Leur plus grand gîte en Amérique du Nord se trouve dans une mine abandonnée du Colorado.
Je suis assis sur une crête à 9 000 pieds d'altitude, surplombant la plus grande vallée alpine du monde. Le soleil de la mi-juin se couche derrière une falaise voisine et les nuages se déplacent, laissant des rayons de lumière errants scintillant dans les traînées de poussière des véhicules agricoles qui passent. Derrière moi, une clôture bloque l’accès à un trou béant – l’entrée de la mine de fer d’Orient, disparue depuis des décennies – d’où des dizaines de milliers de chauves-souris devraient commencer à émerger d’une minute à l’autre.
J'aime être dans l'étendue humble de la vallée de San Luis. Sa philosophie axée sur la conservation me donne de l’espoir à une époque où l’optimisme semble souvent insensé. Niché depuis 2001 dans les contreforts occidentaux de la chaîne de montagnes Sangre de Cristo, dans le sud du Colorado, l'Orient Land Trust, une organisation à but non lucratif, s'est efforcé de préserver les morceaux de l'histoire humaine de cette vallée, de promouvoir une agriculture durable et de protéger l'habitat de plusieurs espèces d'animaux, y compris l'immense colonie. de chauves-souris qui envahissent chaque été la mine d'Orient abandonnée.
« Quelle est cette odeur? » demande mon mari Mike, en s'approchant de mon perchoir depuis une parcelle de chênes broussailleux.
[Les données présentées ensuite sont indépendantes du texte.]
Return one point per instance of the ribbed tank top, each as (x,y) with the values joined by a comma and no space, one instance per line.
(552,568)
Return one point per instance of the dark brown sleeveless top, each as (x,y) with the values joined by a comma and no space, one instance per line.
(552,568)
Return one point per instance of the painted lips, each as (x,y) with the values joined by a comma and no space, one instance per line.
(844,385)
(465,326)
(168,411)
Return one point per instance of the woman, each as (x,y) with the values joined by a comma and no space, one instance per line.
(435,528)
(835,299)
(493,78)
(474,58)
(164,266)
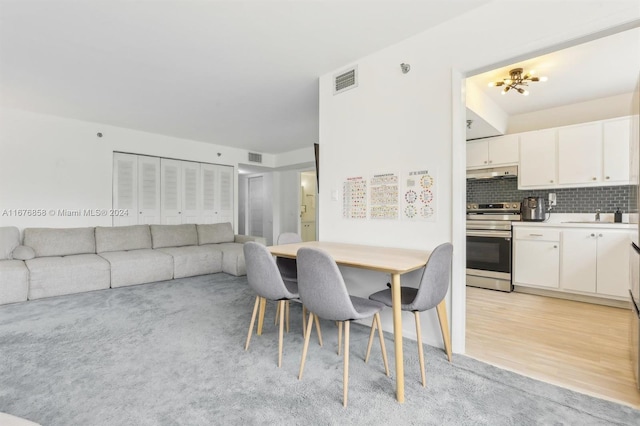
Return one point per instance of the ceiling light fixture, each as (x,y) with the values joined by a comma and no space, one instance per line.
(516,80)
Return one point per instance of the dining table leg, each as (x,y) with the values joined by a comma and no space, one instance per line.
(396,305)
(263,306)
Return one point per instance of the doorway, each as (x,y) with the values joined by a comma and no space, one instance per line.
(256,208)
(308,206)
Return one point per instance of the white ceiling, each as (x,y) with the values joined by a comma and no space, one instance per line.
(233,73)
(600,68)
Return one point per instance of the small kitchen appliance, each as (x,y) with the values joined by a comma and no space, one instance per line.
(533,209)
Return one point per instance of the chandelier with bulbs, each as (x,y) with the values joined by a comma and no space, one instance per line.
(517,81)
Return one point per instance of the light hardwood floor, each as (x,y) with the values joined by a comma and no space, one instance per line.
(576,345)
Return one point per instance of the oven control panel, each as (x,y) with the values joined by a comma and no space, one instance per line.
(506,207)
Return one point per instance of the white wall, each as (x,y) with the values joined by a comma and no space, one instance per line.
(395,121)
(582,112)
(51,163)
Je regarde autour de moi, hausse les épaules. Ensuite, l’ammoniaque est entrée dans mes narines.
Scott, notre guide de nuit, biologiste amateur et bénévole du BTA, intervient rapidement, expliquant que l'odeur, qui rappelle celle des toilettes à fosse et se manifeste par vagues au cours de l'heure suivante, est simplement du guano. En préparation pour la chasse nocturne, les chauves-souris vident leur vessie et leurs intestins avant de prendre leur envol. D'une minute à l'autre, Scott dit qu'ils devraient commencer le vol, alors je me penche en arrière, regarde le ciel devenir rose et j'attends, écoutant les gazouillis des hirondelles en piqué, les jappements des coyotes lointains et le bavardage excité de 23 étrangers humains, tous là. pour le même spectacle.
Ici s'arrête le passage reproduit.